The attendants in the nursing home knew that my husband’s brother, Jamie, was fading fast. At the young age of 55 and after 8 years of fighting Multiple Sclerosis with every possible weapon, the MS had shut his organs down. Last Sunday night, we hugged his frail body good-bye and he passed on quietly that night. When we got the call the following morning, I tearfully hugged my husband and we parted ways as he needed to help attend to all the heart-wrenching details. I hugged my sides tightly, trying to keep my heart from breaking at the thought of life without my favorite brother-in-law in it.
When the dust settled and the void remained, I couldn’t wait to get back out to the stables and to hug my horse.
My Sport knows when I am hurting, and at the risk of being overly anthropomorphic, I have never encountered a more empathetic silence than when I’m in his presence.
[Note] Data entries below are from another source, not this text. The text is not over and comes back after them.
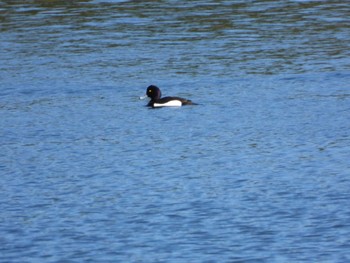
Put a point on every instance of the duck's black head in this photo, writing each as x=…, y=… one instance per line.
x=153, y=92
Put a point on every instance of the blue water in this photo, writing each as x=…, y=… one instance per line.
x=257, y=172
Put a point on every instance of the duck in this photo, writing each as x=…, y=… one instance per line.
x=154, y=93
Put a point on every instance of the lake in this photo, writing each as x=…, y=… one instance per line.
x=258, y=171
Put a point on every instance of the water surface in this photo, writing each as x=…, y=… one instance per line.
x=258, y=172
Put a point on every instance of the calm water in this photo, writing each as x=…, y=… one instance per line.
x=258, y=172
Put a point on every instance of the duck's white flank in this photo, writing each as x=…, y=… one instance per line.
x=172, y=103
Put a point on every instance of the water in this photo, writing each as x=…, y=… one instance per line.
x=258, y=172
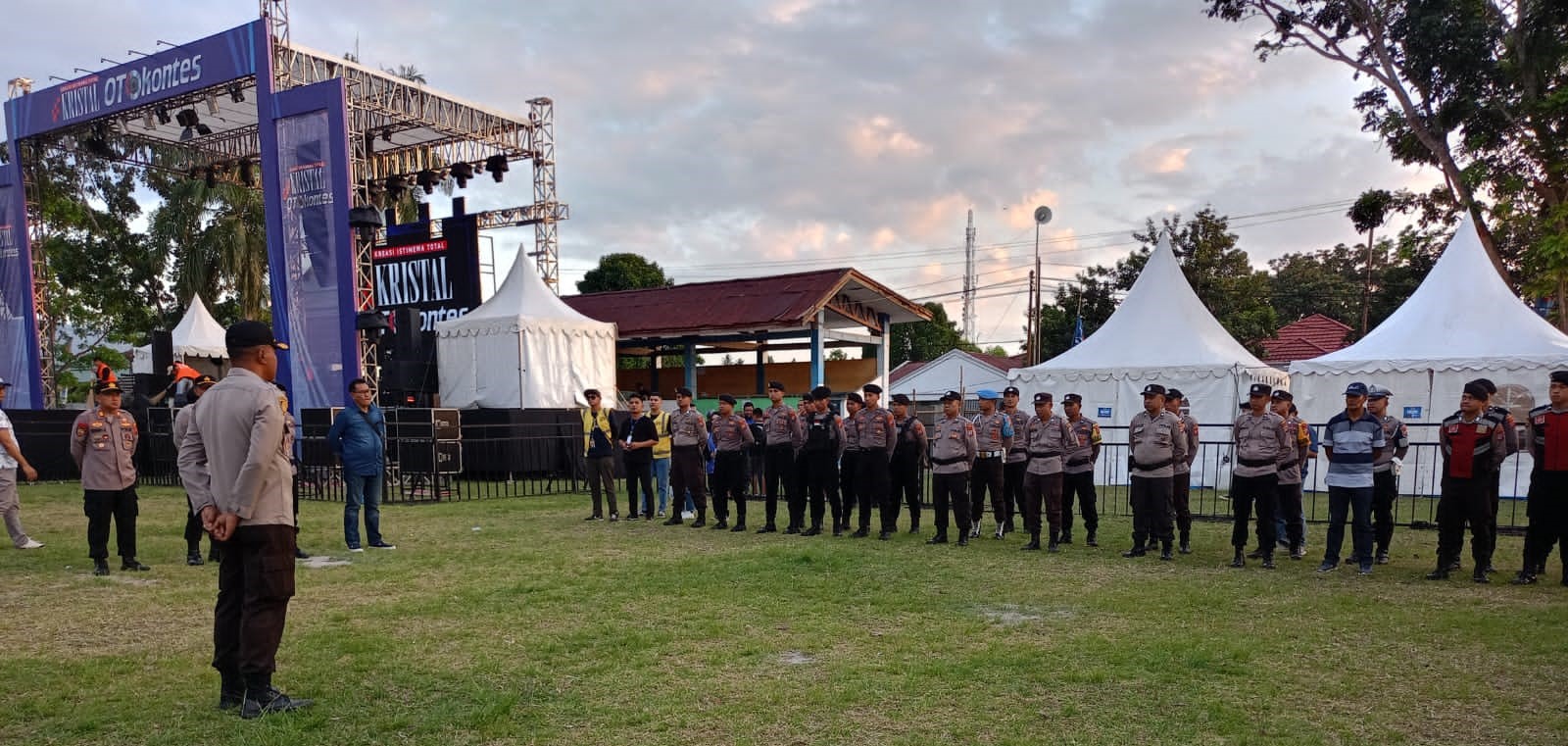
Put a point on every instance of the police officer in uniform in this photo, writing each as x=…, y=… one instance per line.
x=783, y=437
x=995, y=437
x=822, y=450
x=1473, y=447
x=1290, y=469
x=104, y=444
x=687, y=469
x=193, y=530
x=953, y=453
x=1154, y=445
x=1050, y=437
x=908, y=461
x=1385, y=471
x=878, y=436
x=1078, y=473
x=733, y=439
x=1016, y=457
x=1546, y=434
x=1181, y=471
x=1254, y=480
After a sleep-disturbed night haunted with why's and what-if's, I am in my happy place. My senses are assaulted with nothing but sweetness and beauty.
He lets me hang onto his neck as long as I need to, drawing from his strength and serenity, breathing in his calming muskiness, luxuriating in his comforting warmth. As I break free to feed him an apple, Sport’s eyes brighten with contentment and he continues to lick my hand long after he has removed all traces of juice. I pull out my brushes and get to feel the rush of endorphins that I always get when grooming my four-legged friend. Then I get to take him out on the trail and relax into that amazingly smooth canter of his. I am reminded of my granddad rocking me in his chair by the wood-stove and I am six years old again - not a care in the world, yet to suffer any real sorrows.
Then it was back to reality.
“I gave this to Jamie quite a while ago,” his sweet wife Carol Ann commented, as we visited and I gazed at a beautiful foot-high metallic statue of a spirited horse on their mantle. “Would you like to have it?”
It was the perfect keepsake to remind me of Jamie, who was all heart and spirit - as if we would ever forget him.